Jessica, Terri & Lilli - 1994 |
When Rosemary and I moved to our big corner garden home on Athlone Street in Kerrisdale it coincided with a huge interest in gardening. I was a member of the American Hosta Society and soon both of us were in the Vancouver Rose Society, Alpine Garden Club and a few others. We would often go to VanDusen and to UBC Botanical Garden.
Our garden became so beautiful and full of exotic trees and perennials that busloads from the USA came to see it.
One of the pleasures of the garden was the visit of our two granddaughters in the 90s on Saturdays. Their parents worked so we were the appointed babysitters.
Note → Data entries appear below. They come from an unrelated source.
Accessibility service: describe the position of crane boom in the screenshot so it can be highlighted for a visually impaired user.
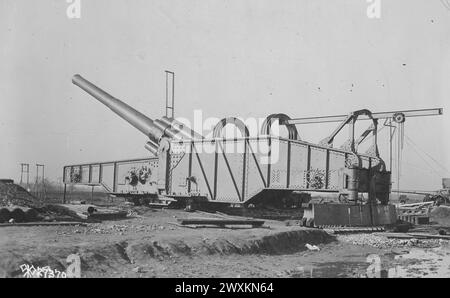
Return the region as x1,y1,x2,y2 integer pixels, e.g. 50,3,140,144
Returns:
284,108,443,125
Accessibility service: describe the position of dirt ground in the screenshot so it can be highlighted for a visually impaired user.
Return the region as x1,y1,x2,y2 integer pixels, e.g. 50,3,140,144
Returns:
1,206,450,278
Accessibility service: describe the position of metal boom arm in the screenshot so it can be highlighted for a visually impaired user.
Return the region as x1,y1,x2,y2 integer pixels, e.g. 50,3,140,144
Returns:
284,108,443,125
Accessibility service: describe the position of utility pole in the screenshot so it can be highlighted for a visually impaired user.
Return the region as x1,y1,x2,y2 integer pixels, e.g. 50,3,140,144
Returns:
20,163,30,191
34,164,46,201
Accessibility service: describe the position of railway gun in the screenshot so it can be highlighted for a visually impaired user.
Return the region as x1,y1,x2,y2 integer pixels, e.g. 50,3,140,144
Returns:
63,74,443,226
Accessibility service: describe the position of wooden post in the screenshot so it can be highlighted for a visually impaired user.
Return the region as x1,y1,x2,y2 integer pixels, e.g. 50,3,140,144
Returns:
63,184,67,204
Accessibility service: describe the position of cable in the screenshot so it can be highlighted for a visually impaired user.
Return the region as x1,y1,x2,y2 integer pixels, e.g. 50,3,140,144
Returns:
405,134,450,175
404,138,443,178
405,136,447,176
391,158,442,178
The doorbell would ring. I would open the door and Rebecca would say, “¿Cómo estás papi?” Behind her was the more taciturn Lauren.
They would run past the kitchen into the garden behind.
I had a perfect lawn. I had a lawnmower especially designed for a close cut. When Rebecca was a baby we would spread a blanket on the lawn and we exposed her (what did she know?) to opera and classical music.
In this century lawns are out. I believe that few of the folk that deprecate lawns have ever experienced children rolling on them, particularly if the lawn is insecticide/herbicide-free.
As a little boy in Buenos Aires I would roll down the famous Barrancas de Belgrano sloped lawns near the Belgrano C train station.
There is something about lawns. And there is something about a beautiful mother and her two equally beautiful daughters lying on a lawn, barefoot.
I can smell the grass. I hasten to include the term it is erotic, too.